Between tradition and modernity
To offer more respectful consumption, Marie and Thomas work the old-fashioned way. Driven by values imbued with modernity, they are trying to free themselves from mass distribution which, according to them, “perverts production”. So why are many farmers opposed to making a transition to an ecological way of doing things, as at the Petit-Creux farm? “Because we are very diverse. But if you have 70 hectares of wheat monoculture which represents a third of your income, you will want to use pesticides to ensure a good yield ”, explains Marie.
Thomas also points out that the ban on pesticides could push the conventional to adopt organic standards, lowering prices without reducing production costs. “There are a lot of parameters to take into account,” adds Marie. If consumers vote for these initiatives but turn to imported products because they are cheaper, it is pointless. We will have to promote Swiss production, but also find a way to train thousands of farmers in these new constraints. ”
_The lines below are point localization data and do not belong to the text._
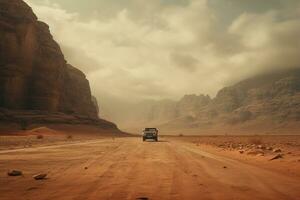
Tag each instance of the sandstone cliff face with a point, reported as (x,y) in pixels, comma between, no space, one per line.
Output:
(271,99)
(33,72)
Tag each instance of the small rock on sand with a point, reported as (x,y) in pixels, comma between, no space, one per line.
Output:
(40,176)
(277,157)
(255,152)
(14,173)
(277,150)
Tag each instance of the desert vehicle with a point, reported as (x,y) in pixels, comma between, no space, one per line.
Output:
(150,133)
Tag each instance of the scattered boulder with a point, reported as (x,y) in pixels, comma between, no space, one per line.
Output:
(276,150)
(15,173)
(277,157)
(40,176)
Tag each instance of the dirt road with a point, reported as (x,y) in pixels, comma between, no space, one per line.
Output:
(127,168)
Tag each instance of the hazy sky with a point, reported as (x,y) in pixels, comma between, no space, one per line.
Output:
(136,49)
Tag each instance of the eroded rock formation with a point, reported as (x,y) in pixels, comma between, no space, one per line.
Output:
(33,72)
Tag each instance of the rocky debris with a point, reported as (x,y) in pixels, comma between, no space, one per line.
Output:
(35,78)
(255,152)
(277,157)
(267,97)
(15,173)
(40,176)
(276,150)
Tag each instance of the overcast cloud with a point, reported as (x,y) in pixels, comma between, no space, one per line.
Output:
(154,49)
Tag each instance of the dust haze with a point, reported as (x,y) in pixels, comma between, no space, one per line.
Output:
(136,50)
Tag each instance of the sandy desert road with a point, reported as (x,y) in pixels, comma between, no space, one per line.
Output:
(127,168)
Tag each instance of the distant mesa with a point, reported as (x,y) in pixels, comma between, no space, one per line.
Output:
(37,85)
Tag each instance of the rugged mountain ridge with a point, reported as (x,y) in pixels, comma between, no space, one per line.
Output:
(36,82)
(263,102)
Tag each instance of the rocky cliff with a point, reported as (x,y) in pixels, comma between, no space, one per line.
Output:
(34,76)
(265,102)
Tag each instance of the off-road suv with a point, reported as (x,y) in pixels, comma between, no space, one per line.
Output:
(150,133)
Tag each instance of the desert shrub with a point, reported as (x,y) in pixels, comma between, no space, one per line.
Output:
(39,137)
For the moment, the strategy of the couple pays little. The 80 liters of daily milk are sold to the large distributor ELSA. At 62 cents per liter, the calculation is quick: you have to live on the savings. The situation worries Thomas, who wants to remain positive: “We will be able to make a living from it when we add value to our milk by processing it and selling our products on the farm and on the markets.” In the long term, the couple therefore hope to separate from the ELSA group. Question of values. Always.